The violets are here and it's time to gather them! Well, it's probably a little late for those south of me, but those to the north probably have good patches blooming right about now. I love the taste of violets. I love those violet mints that people always say taste like soap. My favorite drink is violet liqueur with lime and tonic water. So really I had to figure out how to make violet syrup.
So I took my dog to an abandoned lot where we foraged and romped. We were careful not to take too many violets from field because there are other critters that subsist on their nectar. The spring blooms of the violet don't usually produce seeds. They mainly propagate through fall blooms and runners.
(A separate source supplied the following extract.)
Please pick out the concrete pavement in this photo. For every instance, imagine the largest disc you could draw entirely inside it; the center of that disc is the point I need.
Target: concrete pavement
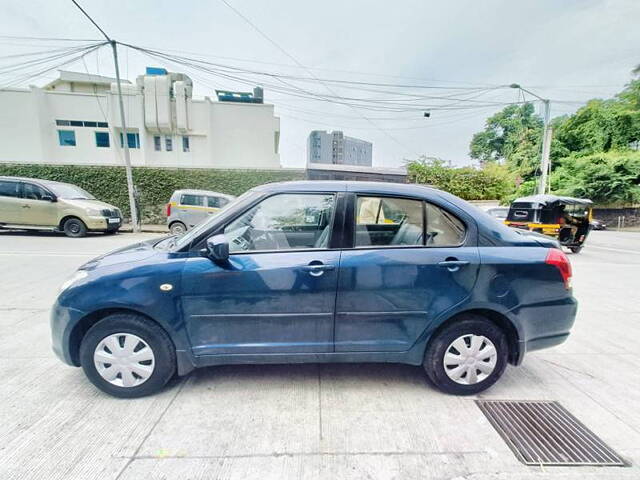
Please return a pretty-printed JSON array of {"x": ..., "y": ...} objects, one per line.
[{"x": 304, "y": 421}]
We went back home and removed the stem and green under part of the flower by pinching and pulling. I also washed the flowers because who knows what or who likes to pee in that lot.
Here's how to do it:
I got 3/4 cup of flowers, so I added 3/4 cup of hot water. Use equal amounts of water and flowers, no matter how many you get. Also, be careful not to scald the flowers. It will ruin the color of the final product. I boiled the water and then let it cool for about a minute.
Then I let the flowers sit in the water for about 24 hours, shaking or stirring occasionally.
The flowers should be sitting in a lovely violet colored water now. Heat this water gently on the stove. Add the same amount of sugar as you added water. You can add more if you want it sweeter or if you want the syrup to last longer. Dissolve the sugar in the hot water.
Pour the liquid through some cheese cloth or a tight strainer, making sure none of the petals get through. Put it in a jar and put the syrup in the fridge for future use.
Isn't the color the best? It really is that color, too. No photoshop tricks. It looks almost black in the shade.
If you add lemon juice it can turn a fuchsia color. I haven't tried it yet, though.